Music is the unsung character in a horror movie. When the low sounds of cellos and violins begin to gain some momentum, we lean forward in anticipation. It has become a staple to let the music build the tension as the generally stupid person is about to meet a grisly end. I mention the strings because the first iconic theme has become synonymous with stabbing someone.
If someone starts going, “eee, eee, eee, eee” while stabbing at you with an empty fist they are using a musical shorthand from Alfred Hitchcock’s 1960 movie “Psycho”. When the killer of the movie stabs Janet Leigh’s character multiple times through a shower curtain the high-pitched strings are timed to each downward stroke.
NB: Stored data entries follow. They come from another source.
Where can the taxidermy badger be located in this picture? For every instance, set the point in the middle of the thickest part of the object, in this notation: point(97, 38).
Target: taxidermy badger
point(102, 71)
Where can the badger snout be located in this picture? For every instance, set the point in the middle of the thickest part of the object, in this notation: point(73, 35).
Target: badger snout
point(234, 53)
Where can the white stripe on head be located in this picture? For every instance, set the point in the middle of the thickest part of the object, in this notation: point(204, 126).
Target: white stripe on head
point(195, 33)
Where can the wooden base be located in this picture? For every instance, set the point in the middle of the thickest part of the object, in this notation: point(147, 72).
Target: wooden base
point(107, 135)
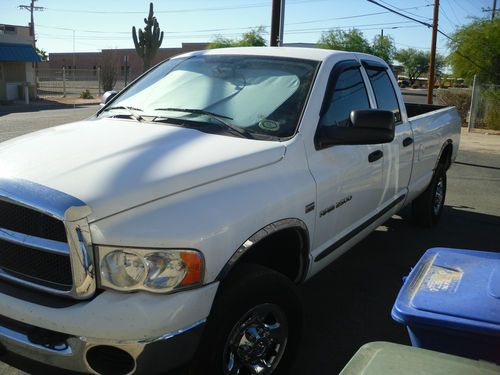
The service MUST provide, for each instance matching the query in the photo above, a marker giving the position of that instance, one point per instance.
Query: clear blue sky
(107, 24)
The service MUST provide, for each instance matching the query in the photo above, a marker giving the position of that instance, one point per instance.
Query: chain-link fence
(74, 82)
(479, 105)
(485, 106)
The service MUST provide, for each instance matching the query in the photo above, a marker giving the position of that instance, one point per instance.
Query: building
(121, 58)
(17, 62)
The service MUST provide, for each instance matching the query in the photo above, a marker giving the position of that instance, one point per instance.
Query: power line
(206, 36)
(401, 14)
(440, 32)
(188, 10)
(413, 14)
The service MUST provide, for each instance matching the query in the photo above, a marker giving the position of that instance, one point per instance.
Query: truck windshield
(259, 94)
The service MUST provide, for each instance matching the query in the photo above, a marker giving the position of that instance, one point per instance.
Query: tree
(383, 47)
(475, 50)
(41, 53)
(352, 40)
(251, 38)
(148, 41)
(416, 62)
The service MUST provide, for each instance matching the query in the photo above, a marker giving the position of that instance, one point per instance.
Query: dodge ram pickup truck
(171, 228)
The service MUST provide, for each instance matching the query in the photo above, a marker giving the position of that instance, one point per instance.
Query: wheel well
(445, 158)
(284, 251)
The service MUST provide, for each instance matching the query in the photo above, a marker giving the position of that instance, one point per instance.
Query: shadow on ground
(43, 104)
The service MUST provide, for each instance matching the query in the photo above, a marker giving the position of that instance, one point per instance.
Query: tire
(256, 317)
(428, 207)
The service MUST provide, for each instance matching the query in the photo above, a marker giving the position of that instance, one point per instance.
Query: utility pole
(31, 8)
(277, 23)
(432, 60)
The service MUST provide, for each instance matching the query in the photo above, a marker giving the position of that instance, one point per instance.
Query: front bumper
(126, 332)
(100, 356)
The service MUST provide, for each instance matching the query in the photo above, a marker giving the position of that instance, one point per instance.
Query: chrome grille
(45, 239)
(33, 265)
(24, 220)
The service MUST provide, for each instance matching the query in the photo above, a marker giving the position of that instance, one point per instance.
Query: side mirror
(368, 127)
(106, 97)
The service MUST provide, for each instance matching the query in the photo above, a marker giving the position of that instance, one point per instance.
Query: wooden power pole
(432, 60)
(277, 23)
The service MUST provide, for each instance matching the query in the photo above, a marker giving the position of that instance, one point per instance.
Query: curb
(18, 108)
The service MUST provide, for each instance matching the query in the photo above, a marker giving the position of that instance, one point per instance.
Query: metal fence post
(99, 80)
(473, 106)
(64, 81)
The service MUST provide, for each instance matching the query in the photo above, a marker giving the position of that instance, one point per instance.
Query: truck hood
(113, 164)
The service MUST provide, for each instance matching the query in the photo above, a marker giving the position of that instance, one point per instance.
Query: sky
(92, 25)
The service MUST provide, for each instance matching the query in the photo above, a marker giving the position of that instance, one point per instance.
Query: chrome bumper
(164, 353)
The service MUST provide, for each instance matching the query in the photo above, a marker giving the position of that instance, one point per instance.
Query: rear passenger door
(398, 156)
(349, 182)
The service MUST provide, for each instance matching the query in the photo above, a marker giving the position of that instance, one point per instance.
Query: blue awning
(18, 52)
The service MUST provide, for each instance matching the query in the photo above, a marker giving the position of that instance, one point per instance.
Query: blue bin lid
(452, 288)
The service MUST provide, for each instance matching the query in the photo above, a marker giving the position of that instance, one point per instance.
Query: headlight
(157, 271)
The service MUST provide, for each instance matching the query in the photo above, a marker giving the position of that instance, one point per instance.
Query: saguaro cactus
(148, 41)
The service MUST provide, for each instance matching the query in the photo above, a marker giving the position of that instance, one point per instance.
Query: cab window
(348, 94)
(384, 91)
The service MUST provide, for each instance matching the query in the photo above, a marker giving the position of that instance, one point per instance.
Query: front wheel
(428, 207)
(254, 326)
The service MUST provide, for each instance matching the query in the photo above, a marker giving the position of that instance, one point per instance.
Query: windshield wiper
(130, 110)
(215, 116)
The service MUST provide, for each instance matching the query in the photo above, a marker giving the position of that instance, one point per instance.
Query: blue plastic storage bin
(450, 303)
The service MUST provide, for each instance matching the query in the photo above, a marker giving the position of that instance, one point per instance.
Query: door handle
(375, 155)
(407, 141)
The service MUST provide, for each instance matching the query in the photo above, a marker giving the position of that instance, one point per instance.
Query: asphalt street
(349, 303)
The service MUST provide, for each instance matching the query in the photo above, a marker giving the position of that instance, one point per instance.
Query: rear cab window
(346, 92)
(383, 89)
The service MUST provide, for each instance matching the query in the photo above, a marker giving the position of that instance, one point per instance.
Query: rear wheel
(254, 326)
(428, 207)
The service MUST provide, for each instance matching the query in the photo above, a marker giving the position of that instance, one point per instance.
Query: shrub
(492, 108)
(85, 94)
(457, 98)
(108, 75)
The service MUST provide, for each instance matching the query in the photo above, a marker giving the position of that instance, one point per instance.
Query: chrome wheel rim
(438, 196)
(257, 342)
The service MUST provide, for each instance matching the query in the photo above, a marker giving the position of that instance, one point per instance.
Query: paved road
(349, 303)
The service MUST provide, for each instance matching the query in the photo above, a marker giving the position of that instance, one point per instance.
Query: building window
(6, 29)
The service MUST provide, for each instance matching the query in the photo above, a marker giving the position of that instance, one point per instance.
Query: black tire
(428, 207)
(247, 293)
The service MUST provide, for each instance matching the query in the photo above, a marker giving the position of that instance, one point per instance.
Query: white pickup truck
(172, 227)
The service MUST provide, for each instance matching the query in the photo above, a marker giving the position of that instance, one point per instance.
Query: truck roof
(317, 54)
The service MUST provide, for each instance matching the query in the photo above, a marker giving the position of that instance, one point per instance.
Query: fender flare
(443, 147)
(263, 233)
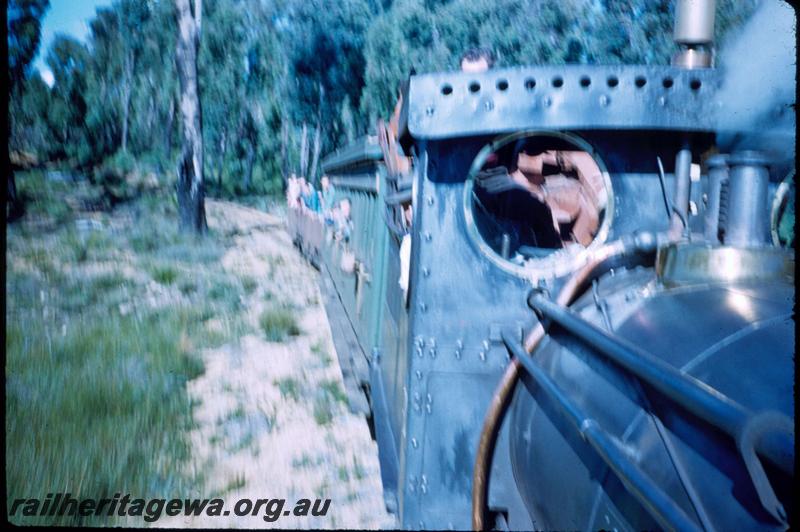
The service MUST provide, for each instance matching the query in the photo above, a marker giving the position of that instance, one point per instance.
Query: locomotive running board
(352, 359)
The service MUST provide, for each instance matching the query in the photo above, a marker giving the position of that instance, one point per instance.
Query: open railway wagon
(641, 378)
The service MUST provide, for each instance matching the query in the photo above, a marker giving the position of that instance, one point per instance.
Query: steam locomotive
(641, 379)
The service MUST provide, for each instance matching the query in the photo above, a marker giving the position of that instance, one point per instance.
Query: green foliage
(24, 26)
(96, 405)
(268, 68)
(278, 324)
(289, 388)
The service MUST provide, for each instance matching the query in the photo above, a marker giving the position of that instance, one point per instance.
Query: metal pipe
(693, 395)
(660, 506)
(748, 215)
(694, 22)
(717, 175)
(694, 33)
(680, 201)
(502, 394)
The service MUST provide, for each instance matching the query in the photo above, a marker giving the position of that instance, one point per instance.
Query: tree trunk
(284, 155)
(303, 151)
(314, 156)
(126, 100)
(191, 204)
(248, 175)
(223, 147)
(168, 132)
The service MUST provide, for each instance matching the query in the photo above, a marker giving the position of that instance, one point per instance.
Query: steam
(758, 89)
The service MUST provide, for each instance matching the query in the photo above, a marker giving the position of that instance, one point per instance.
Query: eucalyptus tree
(68, 59)
(24, 29)
(190, 186)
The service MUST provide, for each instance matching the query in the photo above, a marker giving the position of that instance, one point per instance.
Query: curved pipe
(503, 392)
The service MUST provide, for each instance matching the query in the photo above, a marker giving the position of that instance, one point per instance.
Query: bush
(278, 324)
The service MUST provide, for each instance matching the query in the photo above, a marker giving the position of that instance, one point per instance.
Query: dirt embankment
(271, 420)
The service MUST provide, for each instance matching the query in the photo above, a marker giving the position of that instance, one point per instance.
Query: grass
(278, 323)
(332, 389)
(323, 411)
(249, 284)
(99, 409)
(165, 275)
(96, 398)
(289, 388)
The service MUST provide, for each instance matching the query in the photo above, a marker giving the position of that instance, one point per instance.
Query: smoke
(758, 89)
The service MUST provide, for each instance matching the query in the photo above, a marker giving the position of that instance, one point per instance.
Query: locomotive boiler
(621, 359)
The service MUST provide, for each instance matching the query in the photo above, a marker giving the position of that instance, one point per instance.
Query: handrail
(657, 503)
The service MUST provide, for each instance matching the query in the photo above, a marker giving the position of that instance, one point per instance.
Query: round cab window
(536, 203)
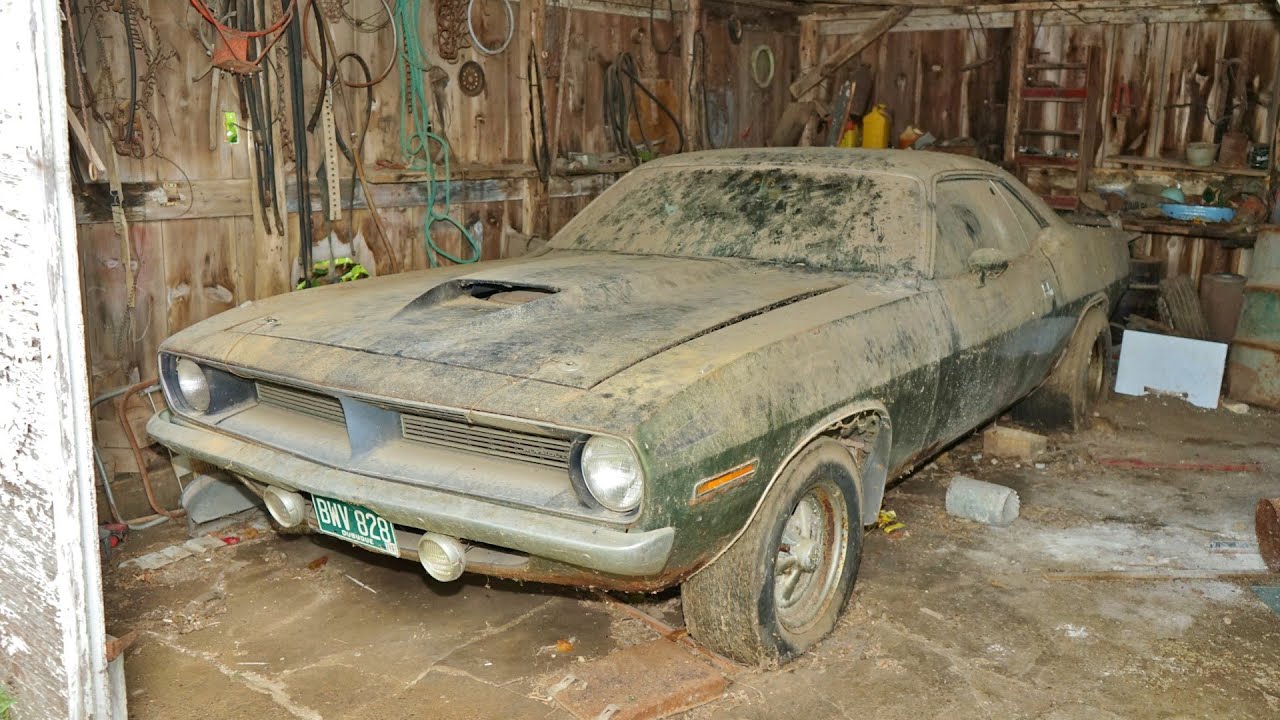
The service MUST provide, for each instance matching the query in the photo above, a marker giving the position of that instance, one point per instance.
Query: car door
(1000, 318)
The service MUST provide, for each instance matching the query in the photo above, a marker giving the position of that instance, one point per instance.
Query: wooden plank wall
(1180, 76)
(197, 245)
(193, 263)
(950, 82)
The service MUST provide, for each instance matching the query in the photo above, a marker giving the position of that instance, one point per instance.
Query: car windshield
(844, 219)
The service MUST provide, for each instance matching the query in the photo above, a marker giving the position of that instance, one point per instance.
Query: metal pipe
(136, 523)
(122, 411)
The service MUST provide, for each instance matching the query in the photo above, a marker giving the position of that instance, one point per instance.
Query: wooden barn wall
(950, 82)
(191, 263)
(197, 244)
(1178, 77)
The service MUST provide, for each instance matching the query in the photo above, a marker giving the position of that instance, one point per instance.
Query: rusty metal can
(1253, 363)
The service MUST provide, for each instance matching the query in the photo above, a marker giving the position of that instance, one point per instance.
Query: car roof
(906, 163)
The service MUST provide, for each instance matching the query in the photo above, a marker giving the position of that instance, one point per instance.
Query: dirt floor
(1120, 592)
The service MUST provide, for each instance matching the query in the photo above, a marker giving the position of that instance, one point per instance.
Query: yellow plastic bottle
(876, 127)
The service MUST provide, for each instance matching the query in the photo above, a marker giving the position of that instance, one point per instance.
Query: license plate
(355, 524)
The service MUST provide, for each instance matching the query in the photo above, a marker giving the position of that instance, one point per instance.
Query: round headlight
(192, 384)
(612, 473)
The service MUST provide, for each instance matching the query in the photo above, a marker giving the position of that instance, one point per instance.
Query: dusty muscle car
(707, 378)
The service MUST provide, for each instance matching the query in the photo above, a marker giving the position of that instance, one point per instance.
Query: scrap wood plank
(850, 50)
(641, 682)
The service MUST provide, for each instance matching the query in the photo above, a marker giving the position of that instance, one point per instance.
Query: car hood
(567, 318)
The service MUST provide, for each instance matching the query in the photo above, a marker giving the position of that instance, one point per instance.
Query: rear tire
(1078, 384)
(781, 587)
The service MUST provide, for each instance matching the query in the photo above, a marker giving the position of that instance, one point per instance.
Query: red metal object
(1266, 524)
(1202, 466)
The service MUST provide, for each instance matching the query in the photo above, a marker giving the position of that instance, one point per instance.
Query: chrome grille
(314, 404)
(460, 434)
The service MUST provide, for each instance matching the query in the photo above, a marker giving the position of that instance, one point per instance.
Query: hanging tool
(471, 78)
(621, 81)
(232, 48)
(301, 171)
(329, 144)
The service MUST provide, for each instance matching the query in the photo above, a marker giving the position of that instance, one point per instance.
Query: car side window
(970, 214)
(1027, 219)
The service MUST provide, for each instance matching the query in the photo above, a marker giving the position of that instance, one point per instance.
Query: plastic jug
(876, 127)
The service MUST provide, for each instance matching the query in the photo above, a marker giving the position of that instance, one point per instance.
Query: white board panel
(1171, 365)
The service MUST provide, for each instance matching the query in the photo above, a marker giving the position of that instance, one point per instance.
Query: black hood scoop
(478, 294)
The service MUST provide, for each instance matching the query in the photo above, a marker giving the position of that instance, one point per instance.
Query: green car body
(714, 310)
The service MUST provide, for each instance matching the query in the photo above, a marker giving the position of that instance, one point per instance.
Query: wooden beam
(1019, 46)
(1050, 14)
(850, 50)
(149, 201)
(691, 110)
(810, 46)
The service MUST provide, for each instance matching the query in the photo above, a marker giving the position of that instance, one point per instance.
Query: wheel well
(868, 436)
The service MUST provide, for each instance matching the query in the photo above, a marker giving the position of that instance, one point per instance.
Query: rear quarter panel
(760, 390)
(1087, 261)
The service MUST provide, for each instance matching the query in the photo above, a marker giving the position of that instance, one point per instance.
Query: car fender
(1098, 299)
(872, 479)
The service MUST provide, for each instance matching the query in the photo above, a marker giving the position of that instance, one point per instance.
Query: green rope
(417, 136)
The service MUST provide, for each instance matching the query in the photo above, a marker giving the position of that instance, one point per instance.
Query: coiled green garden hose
(417, 136)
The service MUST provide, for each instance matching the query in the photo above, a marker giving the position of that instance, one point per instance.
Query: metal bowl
(1202, 213)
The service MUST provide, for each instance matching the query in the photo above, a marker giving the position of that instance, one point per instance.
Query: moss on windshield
(830, 219)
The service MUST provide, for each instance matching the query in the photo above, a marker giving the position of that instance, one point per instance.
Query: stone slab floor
(1118, 593)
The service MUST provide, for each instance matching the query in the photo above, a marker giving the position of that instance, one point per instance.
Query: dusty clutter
(638, 359)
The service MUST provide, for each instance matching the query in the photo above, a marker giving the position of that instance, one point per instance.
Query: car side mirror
(987, 261)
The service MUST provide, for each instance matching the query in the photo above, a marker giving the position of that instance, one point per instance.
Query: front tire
(782, 586)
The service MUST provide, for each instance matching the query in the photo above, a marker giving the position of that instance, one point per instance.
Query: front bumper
(603, 550)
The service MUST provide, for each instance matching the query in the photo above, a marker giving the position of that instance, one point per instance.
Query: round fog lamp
(612, 474)
(288, 509)
(193, 384)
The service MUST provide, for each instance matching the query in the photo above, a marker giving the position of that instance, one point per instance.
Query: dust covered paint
(711, 309)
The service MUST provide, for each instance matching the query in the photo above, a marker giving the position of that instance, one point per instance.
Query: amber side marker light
(725, 481)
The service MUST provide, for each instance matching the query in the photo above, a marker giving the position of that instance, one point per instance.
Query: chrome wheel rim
(810, 557)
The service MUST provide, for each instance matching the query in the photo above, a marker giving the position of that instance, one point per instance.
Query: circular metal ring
(767, 53)
(506, 41)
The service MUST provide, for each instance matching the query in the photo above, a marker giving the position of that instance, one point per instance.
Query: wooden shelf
(1233, 235)
(1038, 99)
(1047, 162)
(1184, 165)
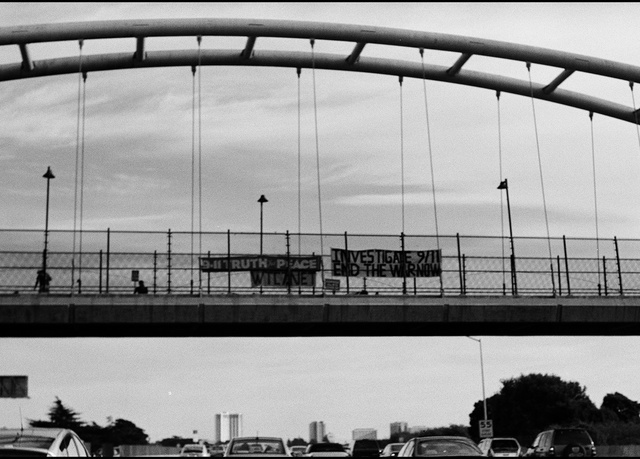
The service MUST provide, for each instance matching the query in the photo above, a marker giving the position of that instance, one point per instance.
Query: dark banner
(386, 263)
(281, 263)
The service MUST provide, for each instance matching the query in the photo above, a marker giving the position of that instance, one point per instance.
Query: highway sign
(14, 387)
(486, 428)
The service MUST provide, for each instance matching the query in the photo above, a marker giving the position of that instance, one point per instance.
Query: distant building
(398, 427)
(316, 432)
(228, 425)
(364, 434)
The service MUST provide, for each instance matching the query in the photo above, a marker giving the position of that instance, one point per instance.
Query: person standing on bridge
(42, 279)
(141, 289)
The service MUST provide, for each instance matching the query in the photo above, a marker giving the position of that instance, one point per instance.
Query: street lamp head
(49, 174)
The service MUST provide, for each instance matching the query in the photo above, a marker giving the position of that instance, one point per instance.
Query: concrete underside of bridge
(293, 315)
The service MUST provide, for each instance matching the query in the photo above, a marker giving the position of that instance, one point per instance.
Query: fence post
(566, 265)
(404, 266)
(169, 261)
(100, 275)
(460, 264)
(346, 249)
(108, 257)
(615, 241)
(604, 271)
(559, 278)
(229, 261)
(155, 271)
Even 58 years past its release it is part of our culture.
The same is true of the “da dum, da dum, da dum” when people do that it means there is something stalking you. On screen director Steven Spielberg was able to use composer John Williams’ simple two note refrain in the 1975 movie “Jaws” as a stand-in for their malfunctioning robotic shark. The audience knew there was something under the water and Mr. Williams had just the right audio set-up for allowing us to know someone was about to be eaten.
Three years earlier director William Friedkin took an avant-garde musical piece by Mike Oldfield and turned it into the theme of the devil in “The Exorcist”. Mr. Oldfield had made a long-form musical composition called “Tubular Bells”. After notes from the movie studio that they wanted a softer musical score Mr. Friedkin found this haunting simple piano melody that made up the first movement of the longer “Tubular Bells”. It is the simplicity of the piano which sends chills up your spine and makes you turn the lights on.
Which brings me back to where we started. In 1978 when director writer John Carpenter was making “Halloween” he didn’t have enough money or time to use a traditional score. So, he sat down at a piano himself and came up with the simple progression played in a sped-up 5/4 time. In three days, he completely composed all the music. “Halloween” would set the stage for the slasher genre of horror movies to come.
That all four of these movies are considered some of the best horror movies ever might have something to do with the music.